Ayers added: "[Defensive line] coach [Robert] Nunn has built confidence in me and helping me come along, helping me to get in the position to use my ability. Indianapolis, they throw a lot. Coach Nunn put me in some situations to do good and I studied those guys and I watched them, and I was able to do some good things. I feel that way every week. I feel like I can do that every week. That is not always the case. Now I just want to keep building on what I am doing, keep learning, and keep improving."
7. Big plays are unacceptable on defense.
The Giants have given up 43 plays of 20 yards or longer this season, the second-most in the NFL behind the Jacksonville Jaguars with 47. And for linebacker Jameel McClain, the problems and their solutions are simple.

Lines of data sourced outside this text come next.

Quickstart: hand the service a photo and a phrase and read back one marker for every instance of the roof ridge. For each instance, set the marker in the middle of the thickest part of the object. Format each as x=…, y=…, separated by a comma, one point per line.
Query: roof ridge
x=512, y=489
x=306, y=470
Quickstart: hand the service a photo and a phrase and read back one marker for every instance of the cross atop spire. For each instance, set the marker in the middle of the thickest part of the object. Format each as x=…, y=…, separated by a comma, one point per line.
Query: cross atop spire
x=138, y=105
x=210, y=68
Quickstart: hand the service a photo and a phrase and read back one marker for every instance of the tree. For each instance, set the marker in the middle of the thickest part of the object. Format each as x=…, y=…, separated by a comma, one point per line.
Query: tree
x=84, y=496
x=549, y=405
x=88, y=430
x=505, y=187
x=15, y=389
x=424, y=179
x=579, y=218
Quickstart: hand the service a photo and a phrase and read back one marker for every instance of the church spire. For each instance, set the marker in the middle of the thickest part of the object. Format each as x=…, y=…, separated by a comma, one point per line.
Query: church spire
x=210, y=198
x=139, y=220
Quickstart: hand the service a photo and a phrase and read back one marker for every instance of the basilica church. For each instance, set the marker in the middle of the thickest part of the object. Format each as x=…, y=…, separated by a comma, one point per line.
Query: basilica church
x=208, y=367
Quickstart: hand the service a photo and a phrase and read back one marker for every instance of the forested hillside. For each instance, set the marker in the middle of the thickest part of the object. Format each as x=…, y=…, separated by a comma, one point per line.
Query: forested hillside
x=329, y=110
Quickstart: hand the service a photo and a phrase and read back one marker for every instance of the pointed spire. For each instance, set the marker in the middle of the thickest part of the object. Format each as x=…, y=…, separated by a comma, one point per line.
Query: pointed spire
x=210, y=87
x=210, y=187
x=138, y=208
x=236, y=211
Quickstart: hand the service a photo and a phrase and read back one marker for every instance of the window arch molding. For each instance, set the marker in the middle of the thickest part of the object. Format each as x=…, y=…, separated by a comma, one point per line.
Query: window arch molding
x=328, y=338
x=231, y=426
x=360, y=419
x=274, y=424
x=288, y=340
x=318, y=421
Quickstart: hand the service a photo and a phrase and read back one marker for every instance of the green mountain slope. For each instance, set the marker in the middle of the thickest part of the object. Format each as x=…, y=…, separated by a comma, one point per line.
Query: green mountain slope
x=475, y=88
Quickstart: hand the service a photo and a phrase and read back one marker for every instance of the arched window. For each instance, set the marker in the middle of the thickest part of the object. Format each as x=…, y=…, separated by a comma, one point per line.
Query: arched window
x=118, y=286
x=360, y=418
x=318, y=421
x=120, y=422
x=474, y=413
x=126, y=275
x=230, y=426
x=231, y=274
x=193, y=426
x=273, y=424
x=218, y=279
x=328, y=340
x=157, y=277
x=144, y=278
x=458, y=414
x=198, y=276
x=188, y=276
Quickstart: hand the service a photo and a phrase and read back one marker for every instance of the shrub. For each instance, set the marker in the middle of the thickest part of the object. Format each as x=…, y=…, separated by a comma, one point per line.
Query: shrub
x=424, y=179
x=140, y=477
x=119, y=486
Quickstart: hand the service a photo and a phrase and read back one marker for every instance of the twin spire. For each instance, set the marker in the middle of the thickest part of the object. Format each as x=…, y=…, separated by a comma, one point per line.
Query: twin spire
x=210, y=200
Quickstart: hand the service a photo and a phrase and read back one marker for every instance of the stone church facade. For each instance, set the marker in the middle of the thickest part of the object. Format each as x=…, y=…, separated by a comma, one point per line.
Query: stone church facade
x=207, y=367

"It is unacceptable. That is just plain and simple, that is unacceptable," McClain said. "Giving up big plays hurts your team, it hurts your defense, and it puts your offense in a bad position. We can't do that. How do we stop it? Man, I have been saying this for weeks and weeks and weeks, we just play the technique. We just believe in the scheme, we just do that. To the outside world, it just seems so, 'how do you stop it,' 'what is this,' 'what is that.' It is really simple. Just playing football the way it was written up for you to play it. Once we just do that for an entire game, the result will be what we have seen in other games; the results will be the same because guys are sticking to the fundamentals of it. It is kind of simple in that aspect."